Para ello, la Agencia plantea algunos casos prácticos, detallando cuándo estos usos están amparados por la normativa laboral y cuándo deben limitarse para respetar la intimidad de los empleados. Desde el uso de los nombres y apellidos en las tarjetas identificativas hasta la instalación de sistemas GPS en vehículos de empresa, e incluso, si el empleador puede solicitar el teléfono o el correo personal del trabajador.

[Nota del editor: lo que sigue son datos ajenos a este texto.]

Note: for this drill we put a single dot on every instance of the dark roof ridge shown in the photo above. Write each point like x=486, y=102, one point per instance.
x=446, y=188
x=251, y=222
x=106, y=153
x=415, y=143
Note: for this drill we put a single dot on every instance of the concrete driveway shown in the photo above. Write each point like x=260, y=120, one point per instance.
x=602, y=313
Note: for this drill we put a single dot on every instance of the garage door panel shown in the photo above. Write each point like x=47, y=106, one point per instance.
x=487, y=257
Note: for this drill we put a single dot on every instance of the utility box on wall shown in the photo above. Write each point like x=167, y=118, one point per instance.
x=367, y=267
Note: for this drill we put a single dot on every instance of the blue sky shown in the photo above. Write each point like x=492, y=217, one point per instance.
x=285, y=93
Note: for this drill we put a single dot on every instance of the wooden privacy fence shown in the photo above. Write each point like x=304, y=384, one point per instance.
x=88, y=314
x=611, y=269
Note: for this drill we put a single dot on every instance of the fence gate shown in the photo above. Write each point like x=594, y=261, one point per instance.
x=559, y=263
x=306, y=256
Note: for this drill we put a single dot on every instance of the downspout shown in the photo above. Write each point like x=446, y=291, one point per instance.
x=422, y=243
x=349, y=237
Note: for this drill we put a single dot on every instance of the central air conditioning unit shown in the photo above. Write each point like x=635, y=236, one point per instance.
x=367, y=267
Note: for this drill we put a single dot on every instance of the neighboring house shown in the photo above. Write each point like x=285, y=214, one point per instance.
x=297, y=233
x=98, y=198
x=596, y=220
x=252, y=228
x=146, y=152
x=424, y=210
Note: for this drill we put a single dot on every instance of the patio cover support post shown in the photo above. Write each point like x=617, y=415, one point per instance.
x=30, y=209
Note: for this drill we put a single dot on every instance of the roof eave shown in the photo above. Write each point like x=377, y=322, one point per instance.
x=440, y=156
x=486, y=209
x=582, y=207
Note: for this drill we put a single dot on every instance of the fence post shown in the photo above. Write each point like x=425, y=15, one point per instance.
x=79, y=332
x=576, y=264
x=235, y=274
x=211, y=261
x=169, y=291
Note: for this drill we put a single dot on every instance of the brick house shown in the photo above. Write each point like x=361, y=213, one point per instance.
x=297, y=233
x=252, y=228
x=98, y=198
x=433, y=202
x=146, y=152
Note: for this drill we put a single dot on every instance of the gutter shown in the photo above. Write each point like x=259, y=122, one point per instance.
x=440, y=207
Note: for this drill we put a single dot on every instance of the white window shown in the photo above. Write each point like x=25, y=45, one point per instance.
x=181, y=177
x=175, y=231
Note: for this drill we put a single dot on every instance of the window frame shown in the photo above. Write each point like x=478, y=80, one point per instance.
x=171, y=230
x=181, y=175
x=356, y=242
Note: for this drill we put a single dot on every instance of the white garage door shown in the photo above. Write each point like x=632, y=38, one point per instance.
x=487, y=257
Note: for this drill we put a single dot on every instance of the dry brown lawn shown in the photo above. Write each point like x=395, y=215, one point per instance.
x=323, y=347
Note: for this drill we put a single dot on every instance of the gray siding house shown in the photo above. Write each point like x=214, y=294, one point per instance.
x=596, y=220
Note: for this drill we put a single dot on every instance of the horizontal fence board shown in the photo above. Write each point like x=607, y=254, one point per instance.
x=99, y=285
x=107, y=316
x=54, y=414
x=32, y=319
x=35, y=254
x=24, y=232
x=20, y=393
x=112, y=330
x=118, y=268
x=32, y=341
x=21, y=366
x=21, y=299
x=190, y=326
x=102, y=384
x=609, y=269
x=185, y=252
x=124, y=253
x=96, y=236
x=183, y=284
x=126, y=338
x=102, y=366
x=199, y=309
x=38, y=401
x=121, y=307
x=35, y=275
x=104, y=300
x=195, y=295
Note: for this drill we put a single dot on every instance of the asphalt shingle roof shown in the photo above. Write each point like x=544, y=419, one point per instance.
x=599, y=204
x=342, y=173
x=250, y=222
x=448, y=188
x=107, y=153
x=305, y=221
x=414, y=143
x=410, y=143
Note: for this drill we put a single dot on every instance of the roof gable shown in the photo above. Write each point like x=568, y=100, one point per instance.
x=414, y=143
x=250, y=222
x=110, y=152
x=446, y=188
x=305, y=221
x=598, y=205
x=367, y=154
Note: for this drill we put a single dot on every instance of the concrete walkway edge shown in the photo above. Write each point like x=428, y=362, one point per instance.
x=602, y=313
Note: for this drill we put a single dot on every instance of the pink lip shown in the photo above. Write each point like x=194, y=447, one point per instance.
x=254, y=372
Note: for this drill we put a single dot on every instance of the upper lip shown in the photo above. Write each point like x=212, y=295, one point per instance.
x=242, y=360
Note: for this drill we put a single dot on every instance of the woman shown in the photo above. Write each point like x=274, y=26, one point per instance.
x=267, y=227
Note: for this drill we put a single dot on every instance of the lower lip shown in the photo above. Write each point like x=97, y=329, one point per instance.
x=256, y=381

La AEPD ofrece modelos para que pymes y autónomos tengan una referencia fiable

Además de reorganizar las preguntas frecuentes, el portal ofrece una serie de modelos y formularios que pueden resultar útiles en el día a día de autónomos y pymes, sin necesidad de redactar documentos desde cero.

Es el caso de los documentos para solicitar acceso, corrección o eliminación de datos, los modelos de cláusulas informativas que pueden incorporarse en contratos, formularios o páginas web, el formato del Registro de Actividades de Tratamiento (RAT) e, incluso, el cartel obligatorio para cámaras de seguridad cuando existe videovigilancia en el local.

Aunque estos recursos ahora son más accesibles para los autónomos, Cabet matizó que muchas veces son los gestores o asesores quienes se los facilitan al negocio pues “no es habitual que el propio autónomo entre a buscarlo sin apoyo”.

Los expertos piden más pedagogía para que la norma llegue al autónomo medio

Desde el punto de vista jurídico, este tipo de iniciativas también forma parte del papel pedagógico de las autoridades de control. En palabras del abogado Jorge Cabet, “en un Estado de Derecho es importante que los organismos supervisores no solo sancionen, sino que expliquen por qué existe la norma y cómo se aplica, especialmente en una regulación tan amplia como el RGPD”.

Para ello, el abogado subrayó que «tendría que haber un trabajo mucho más sectorial, con ejemplos adaptados a cada tipo de negocio”.